Aku membalikkan tubuhku.

"Rei!" aku berjalan mendekati Rei.

"Aku kira kau tidak datang. Kau hadir saat pertemuan pertama? Aku tidak melihatmu waktu itu"

"Ah.. Saat itu aku berada di baris belakang. Kau tahu Rei? Mereka membuat anggota tubuh artifisial disini! Bahkan mereka membuat banyak barang unik lainnya"

"Iya, aku juga sudah melihatnya. Semua orang terkejut saat melihat senior itu melepaskan tangan kanannya" Rei tertawa kecil.

"Pengetahuanku tentang mekanik masih sedikit, aku jadi bersemangat untuk mempelajarinya!" aku tersenyum.

Tiba-tiba sebuah tangan merangkul kepalaku.

"Selamat pagi ketua kelas~"

Dengan instantnya perempatan muncul di kepalaku.

"TIDAK SOPAAN!" amarahku meledak membuat wakil ketua menyingkirkan tangannya dari kepalaku.

"Oh, maaf, aku kira tadi pundakmu" wakil ketua hanya tertawa renyah.

"Yo, Rei.

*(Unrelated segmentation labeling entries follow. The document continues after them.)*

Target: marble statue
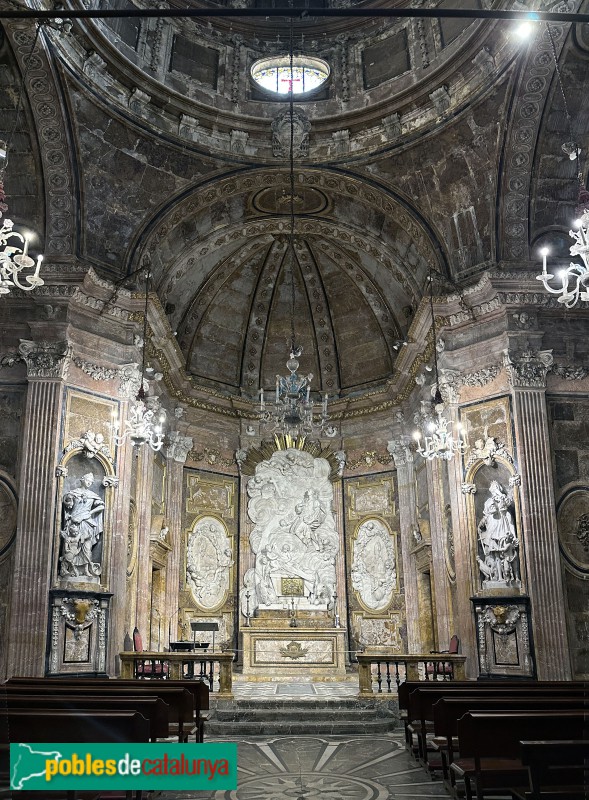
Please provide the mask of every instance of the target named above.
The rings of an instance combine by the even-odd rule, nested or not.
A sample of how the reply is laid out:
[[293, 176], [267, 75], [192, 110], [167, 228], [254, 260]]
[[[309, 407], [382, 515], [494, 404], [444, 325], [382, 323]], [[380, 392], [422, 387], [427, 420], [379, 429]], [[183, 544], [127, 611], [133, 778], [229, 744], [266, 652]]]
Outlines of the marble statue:
[[362, 603], [381, 611], [397, 587], [395, 548], [390, 532], [379, 519], [365, 520], [352, 548], [352, 586]]
[[519, 541], [509, 508], [513, 497], [492, 481], [478, 525], [482, 556], [477, 556], [483, 588], [519, 586]]
[[288, 449], [258, 464], [248, 481], [255, 565], [242, 595], [249, 591], [250, 614], [258, 606], [284, 606], [283, 578], [302, 579], [299, 608], [327, 607], [333, 597], [339, 545], [329, 473], [326, 459]]
[[225, 526], [216, 517], [203, 517], [188, 538], [186, 554], [186, 583], [201, 608], [211, 610], [223, 603], [232, 566]]
[[68, 490], [62, 499], [59, 574], [68, 579], [96, 579], [101, 565], [92, 560], [92, 549], [104, 531], [104, 502], [91, 490], [94, 473], [80, 478], [78, 489]]

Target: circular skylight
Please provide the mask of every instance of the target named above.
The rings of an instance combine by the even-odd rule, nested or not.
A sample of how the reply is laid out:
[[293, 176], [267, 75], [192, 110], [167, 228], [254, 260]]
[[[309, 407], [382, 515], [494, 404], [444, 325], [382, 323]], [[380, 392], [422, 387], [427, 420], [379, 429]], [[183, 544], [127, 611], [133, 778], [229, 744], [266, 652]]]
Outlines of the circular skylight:
[[292, 85], [293, 94], [307, 94], [322, 86], [329, 78], [329, 65], [312, 56], [277, 56], [262, 58], [252, 66], [252, 79], [267, 92], [287, 95]]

Mau ketemu sepulang sekolah nanti?"

Tunggu-

"Ayo, tapi kau duluan saja"

"Kalian saling kenal?!" aku terkejut.

"Yah, dia teman satu hobiku" Rei tersenyum memperlihatkan giginya.

"Kalian yang disana" tiba-tiba guru mekanik menghampiri kami.

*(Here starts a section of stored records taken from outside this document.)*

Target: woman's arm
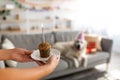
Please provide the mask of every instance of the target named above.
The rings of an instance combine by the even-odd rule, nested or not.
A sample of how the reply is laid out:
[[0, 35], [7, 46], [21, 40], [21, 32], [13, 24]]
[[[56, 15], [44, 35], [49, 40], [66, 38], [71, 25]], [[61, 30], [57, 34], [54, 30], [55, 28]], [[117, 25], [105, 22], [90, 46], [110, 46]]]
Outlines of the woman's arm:
[[58, 64], [56, 56], [50, 58], [43, 66], [28, 69], [0, 69], [0, 80], [38, 80], [50, 74]]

"Tolong pindahkan barang-barang ini ke atas" ujar guru mekanik seraya menunjuk kotak spare part baru yang berada di belakangnya.

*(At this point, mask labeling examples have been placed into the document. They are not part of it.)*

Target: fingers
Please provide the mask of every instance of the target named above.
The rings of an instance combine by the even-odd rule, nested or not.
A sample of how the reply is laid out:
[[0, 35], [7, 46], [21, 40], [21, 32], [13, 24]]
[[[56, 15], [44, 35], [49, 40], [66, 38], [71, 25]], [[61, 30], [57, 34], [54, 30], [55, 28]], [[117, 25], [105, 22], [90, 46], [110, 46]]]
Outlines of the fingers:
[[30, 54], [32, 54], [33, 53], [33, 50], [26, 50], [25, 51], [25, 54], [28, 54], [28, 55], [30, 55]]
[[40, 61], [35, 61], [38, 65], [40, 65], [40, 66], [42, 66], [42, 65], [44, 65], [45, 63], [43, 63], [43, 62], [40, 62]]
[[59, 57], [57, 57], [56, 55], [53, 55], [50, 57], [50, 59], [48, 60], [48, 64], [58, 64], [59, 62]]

"Baik!" kami bertiga mengangguk.

"Dan.. kau, yang diikat dua"

"Eh?" Aku menunjuk diriku sendiri.

"Jarang sekali perempuan memilih kelas mekanik. Tapi kuharap kau tidak terganggu oleh lingkungan yang dominan berisi laki-laki ini" guru mekanik tersenyum.

"Ah.. iya!" Aku tersenyum.

Rei dan wakil ketua sudah sibuk menata spare part ke tempatnya masing-masing.

Aku membawa kotak yang tidak terlalu besar dan menaiki tangga.

"Prust, biar aku saja" Rei yang masih sibuk menyuruhku berhenti.

"Aku juga ingin membantu, kotak ini tidak terlalu berat kok!" ujarku meyakinkan.

"Kalau kau jatuh aku tidak mau tahu loh ya" ucap wakil ketua sembari melihat ke bawah ke arahku.

"Bweek!"

Aku menjulurkan lidahku.

"Bweee..."

Wakil ketua juga menjulurkan lidahnya.

"Tch!" emosiku hampir terpancing.

Bagaimana bisa Rei dan wakil kacamata menyebalkan ini berteman!?

Aku mulai menaiki tangga.

Ini sedikit menyeramkan..

Aku baru menyadari sepertinya aku agak takut ketinggian.

Tunggu, ini bahkan belum begitu tinggi

"Glek.." aku melanjutkan memanjat anak tangga.

"Sebaiknya kotak ini kusimpan dulu di jajaran rak ini.."

Tangan kiriku berpegangan pada sisi rak dan tangan kananku mulai membuka kotak dan menyimpan isinya ke tempat seharusnya.

BTOOMMTARARANG!!

"Kya!" Suara keras barang jatuh membuatku terlonjak sehingga kakiku terpeleset dari anak tangga.

"Ketua!" teriak wakil ketua yang menyadari aku terjatuh dari tangga.